[spambayes-dev] A URL experiment

Sun Jan 4 18:51:53 EST 2004

[Tim]
>> I *expect* the approach in my patch would work better, though
>> (generating lots of correlated tokens -- there are good reasons to
>> escape some punctuation characters in URLs, but the only good
>> reason to escape a letter or digit is to obfuscate; let the
>> classifier see these things, and it will learn that on its own,
>> appropriate, for each escape code; then a URL escaping several
>> letters or digits will get penalized more the more heavily it
>> employs this kind of obfuscation).

[Skip Montanaro]
> My problem with that approach is the stuff the spammers escape can be
> essentially random, as in the bogus URL you received.  I think you
> might get scads of hapaxes (or at least low-count escapes).  Stuff
> with high-counts will be legitimate (%20 and so forth).

There won't be scads of hapaxes, because the number of escape codes is
finite (small, even -- only 256 make sense).  I *expect* that only 62 of
those will be interesting (attempts to obfuscate letters and digits), but
there's no need to try to out-think that, and just sucking up every escape
code without prejudice lets the classifier learn to be smarter than I am.

The pre-judgment here comes from the *belief* that this is a case where
generating multiple correlated clues will help more than it hurts.
Especially with smaller databases, multiple clues do a lot more toward
forcing a decision than a single clue can do.

> Conclusions obviously await some eyeballing of databases.

Yup!

> ...
> The random time order isn't so important to me at the moment, because
> all the messages I'm using are recent (received within the past month
> or so).

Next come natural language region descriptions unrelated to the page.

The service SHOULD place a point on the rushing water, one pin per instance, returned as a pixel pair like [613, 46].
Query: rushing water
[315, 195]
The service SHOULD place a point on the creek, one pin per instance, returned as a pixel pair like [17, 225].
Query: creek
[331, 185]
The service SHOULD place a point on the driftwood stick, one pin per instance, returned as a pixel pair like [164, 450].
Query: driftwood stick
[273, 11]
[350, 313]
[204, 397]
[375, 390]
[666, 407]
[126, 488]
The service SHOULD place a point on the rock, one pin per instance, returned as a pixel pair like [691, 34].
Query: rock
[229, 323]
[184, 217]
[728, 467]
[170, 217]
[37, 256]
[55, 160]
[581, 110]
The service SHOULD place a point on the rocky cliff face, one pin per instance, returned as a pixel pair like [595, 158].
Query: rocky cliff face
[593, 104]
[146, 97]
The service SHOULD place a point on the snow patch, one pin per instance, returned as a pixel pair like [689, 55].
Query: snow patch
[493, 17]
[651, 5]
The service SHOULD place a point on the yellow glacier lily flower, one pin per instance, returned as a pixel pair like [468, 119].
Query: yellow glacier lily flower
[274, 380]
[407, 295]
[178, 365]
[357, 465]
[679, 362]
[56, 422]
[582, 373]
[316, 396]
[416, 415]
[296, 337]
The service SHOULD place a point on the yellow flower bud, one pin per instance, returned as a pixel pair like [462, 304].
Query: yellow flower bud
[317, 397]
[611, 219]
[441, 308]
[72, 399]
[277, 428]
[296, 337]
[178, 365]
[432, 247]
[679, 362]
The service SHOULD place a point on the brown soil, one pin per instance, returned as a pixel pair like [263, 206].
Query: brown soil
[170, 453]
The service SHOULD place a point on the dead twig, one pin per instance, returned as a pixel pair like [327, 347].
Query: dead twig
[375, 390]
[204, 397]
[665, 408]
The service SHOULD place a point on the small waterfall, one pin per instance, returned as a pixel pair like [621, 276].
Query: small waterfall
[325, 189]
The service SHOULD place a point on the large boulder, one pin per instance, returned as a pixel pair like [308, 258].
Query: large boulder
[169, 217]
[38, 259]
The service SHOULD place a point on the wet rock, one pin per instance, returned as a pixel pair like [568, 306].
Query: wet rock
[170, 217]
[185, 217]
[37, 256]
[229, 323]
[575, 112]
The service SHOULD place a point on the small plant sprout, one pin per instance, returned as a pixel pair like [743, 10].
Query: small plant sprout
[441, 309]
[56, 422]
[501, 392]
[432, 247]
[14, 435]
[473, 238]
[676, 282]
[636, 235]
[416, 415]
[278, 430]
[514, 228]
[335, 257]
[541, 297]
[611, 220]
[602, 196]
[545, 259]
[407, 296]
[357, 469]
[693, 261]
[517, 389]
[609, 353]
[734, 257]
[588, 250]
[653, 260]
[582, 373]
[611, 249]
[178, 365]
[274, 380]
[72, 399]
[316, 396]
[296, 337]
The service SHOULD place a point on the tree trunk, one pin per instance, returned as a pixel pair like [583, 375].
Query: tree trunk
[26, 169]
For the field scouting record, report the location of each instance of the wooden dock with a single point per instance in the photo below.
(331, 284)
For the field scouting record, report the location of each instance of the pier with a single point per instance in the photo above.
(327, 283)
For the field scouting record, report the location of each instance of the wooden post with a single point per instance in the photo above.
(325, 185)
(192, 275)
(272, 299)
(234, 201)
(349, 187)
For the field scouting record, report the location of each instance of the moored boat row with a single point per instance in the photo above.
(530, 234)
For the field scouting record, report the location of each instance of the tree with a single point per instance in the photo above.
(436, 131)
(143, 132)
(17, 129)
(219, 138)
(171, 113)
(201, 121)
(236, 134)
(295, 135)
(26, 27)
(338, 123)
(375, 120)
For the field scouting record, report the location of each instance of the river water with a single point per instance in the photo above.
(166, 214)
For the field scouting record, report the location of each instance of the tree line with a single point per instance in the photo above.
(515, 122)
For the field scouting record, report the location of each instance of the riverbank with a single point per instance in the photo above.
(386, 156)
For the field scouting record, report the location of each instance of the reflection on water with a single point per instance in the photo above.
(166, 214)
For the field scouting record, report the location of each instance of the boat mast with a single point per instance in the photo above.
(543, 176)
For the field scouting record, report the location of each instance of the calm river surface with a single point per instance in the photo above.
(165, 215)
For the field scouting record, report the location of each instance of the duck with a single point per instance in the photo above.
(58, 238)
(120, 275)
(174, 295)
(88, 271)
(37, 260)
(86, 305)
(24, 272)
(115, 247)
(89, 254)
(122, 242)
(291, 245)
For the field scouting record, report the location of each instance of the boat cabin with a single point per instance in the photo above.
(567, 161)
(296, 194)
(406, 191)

The "train on everything" aspect is more interesting.  I find
> the cross-validation tests never perform as well as in real life. ;-)

I expect that's because the CV tests *do* lose time-ordering.

> ...
> There's the rub.  What might be really good ideas at this point will
> probably only result in very small changes in performance because the
> baseline system is currently so good.

That's OK -- accumulating many tiny improvements is as good finding a single
small improvement <wink>.  That's a sure way to make ongoing progress too,
and is the *usual* fate of mature statistical systems.  A question remaining
is whether each tiny improvement is worth the costs it incurs (in processing
time, database size, and code complexity).  I think this one does well on
all those counts, as it only triggers in a specific context, can't add more
than a few hundred tokens total to a database, and the code is simple.